I work in a city, and I’ve worked in that same city for 20
years. It’s a small city which has changed little despite the time that has
elapsed and the impact of the bombing seventeen years ago which shattered glass
and buildings but left the essence of the city intact. In that time I have come
to know the city well and consequently there is little left to surprise me. This
is proving a problem for me. As part of my desire to adopt a more ‘writerly’
life, one of my goals is to walk more frequently. There is much to be said for
leaving the office for a little while during the day, even twenty minutes away
from the desk can be restorative. Walking comes highly recommended as a writerly
kind of activity, as the body is occupied and the blood is pumping but the mind
is free to wander. So I made myself a deal, and that deal was that I would go
for a long walk at least three times a week. This is easy at home where open
green fields, country paths and shadowed tree-lined walks are within easy
reach, but the city, sadly, I find quite boring. There are shops and there are
streets. The architecture is very familiar to me. There is a sad absence of
green space and what green space remains is shrinking. I have walked this way
and that and, though I try, I find it very difficult to see the beauty in so
much steel and concrete. I can walk, of course, simply for the sake of walking.
I can set myself a time limit and tromp around and pay little attention to
where I am and the quality of my surroundings. There is something quite
soulless in this kind of walking, the kind that is just about the exercise. For
my walks to work, for me to gain true benefit from them, they have to offer
something more than just the distance from A to B.
In the past I used to spend a lot of my lunch breaks in the
library. There were lots of books and lots of nooks and crannies I could hide
in and read a chapter here or a poem there. Then the library closed and three
and a bit long years later it re-opened. I waited until the second day to
visit, and since that day I have been trying to get my head around what exactly
is wrong with it. There is a deplorable absence of books, but that alone isn’t
it. Ostensibly it is the same building, but it is like they have taken the
shell of it and scooped out all the warmth and humanity and left a lifeless
husk behind. I imagine it like being confronted with a loved one suffering from
amnesia or dementia: you look into those familiar eyes only to see a stranger
staring back. Perhaps that sounds a little dramatic, but it is a fair
representation of how this new version of the building makes me feel.

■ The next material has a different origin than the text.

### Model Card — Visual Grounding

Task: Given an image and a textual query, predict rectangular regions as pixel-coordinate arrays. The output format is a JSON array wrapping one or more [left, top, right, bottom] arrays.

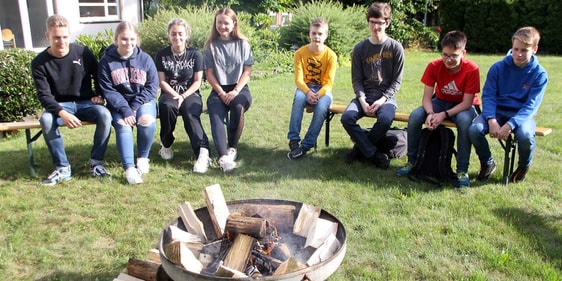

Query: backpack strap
[[410, 128, 433, 174], [437, 126, 457, 179]]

So walks to the library are to be done sparingly, which
leaves me with a glaring lack of motivation to get away from my desk. The promise
of books, their fine-leaved loveliness, is enough to get my feet moving. This
is why I hang around in bookshops. I am lucky to work in a town which has a
huge book shop, three floors with shelves and shelves of books and lots of
chairs and sofas where you can haul up and read the first few pages of
something. I have discovered that I can take a long walk, the leisurely way
around, and end up at the bookshop somewhere towards the end of my walk. It is
a nice place to take a rest, to have a browse and indulge in one of my other
favoured activities: future book collecting. I love making lists of books I’d
like to read.
I recently discovered an interest in nature writing, and
books about travel and journeys. This discovery surprised me; I have always
been a staunch fiction reader but my encounter with Sara Maitland’s Book of
Silence changed everything. These days I hang around, often, in the nature or
travel section, both of which are upstairs which adds neatly to my exercise
quota. Consequently my ‘to read’ list is growing, with lists of titles like ‘Otter Country’, and ‘Gossip from the Forest’ and ‘Eight Feet in the Andes’ slipping their
way into my wish list. I find these books surprisingly meditative, peaceful.
the literary equivalent of lying in the warm sun by the banks of a meandering
stream, listening to the bees buzzing, caressed by the long grass with the
smell of wild honeysuckle in the air. You know what I mean. I remain focused on
reading books by women writers, though sometimes I find my mind playing tricks
on me. I see a book by ‘Sarah Gartfield’ only to take it from the shelf and
find it is, in fact, Simon, but despite these little deceptions I have found a
wealth of new books to read. Names like Freya Stark and Dervla Murphy, Olivia
Laing and Jean Sprackland will soon be as familiar to me as Jane Austen and
Charlotte Bronte, Helen DeWitt and Tove Jansson. Old friends, side by side on
the shelf. Last weekend I was lucky enough to find a copy of Out of Africa by
Isak Dinesen for £1 in a secondhand bookshop, and despite the fact that I’m not
buying books it found its way into a little slot in my library.
I can’t afford to buy any more books. I can’t afford it in
many ways. It is not just the money, though that is a consideration of course.
I don’t have the space. Neither do I have the time to read them all. I have
managed to accumulate a lifetime’s worth of reading material already. Sometimes
I wish on myself some kind of debilitating illness which keeps me in bed all
day for a year so that all I would have to do is lie there and read. Of course
I know that is silly. I would be bored within a week. But there is something
infinitely pleasurable in the idea of having nothing else to do in the world
but read and read and read.
So I will continue with my walking, I’ll carry on hanging around
in bookshops. I will continue to graze the shelves and make my lists and finger
books and read first pages and not, not buy anything. Well, mostly.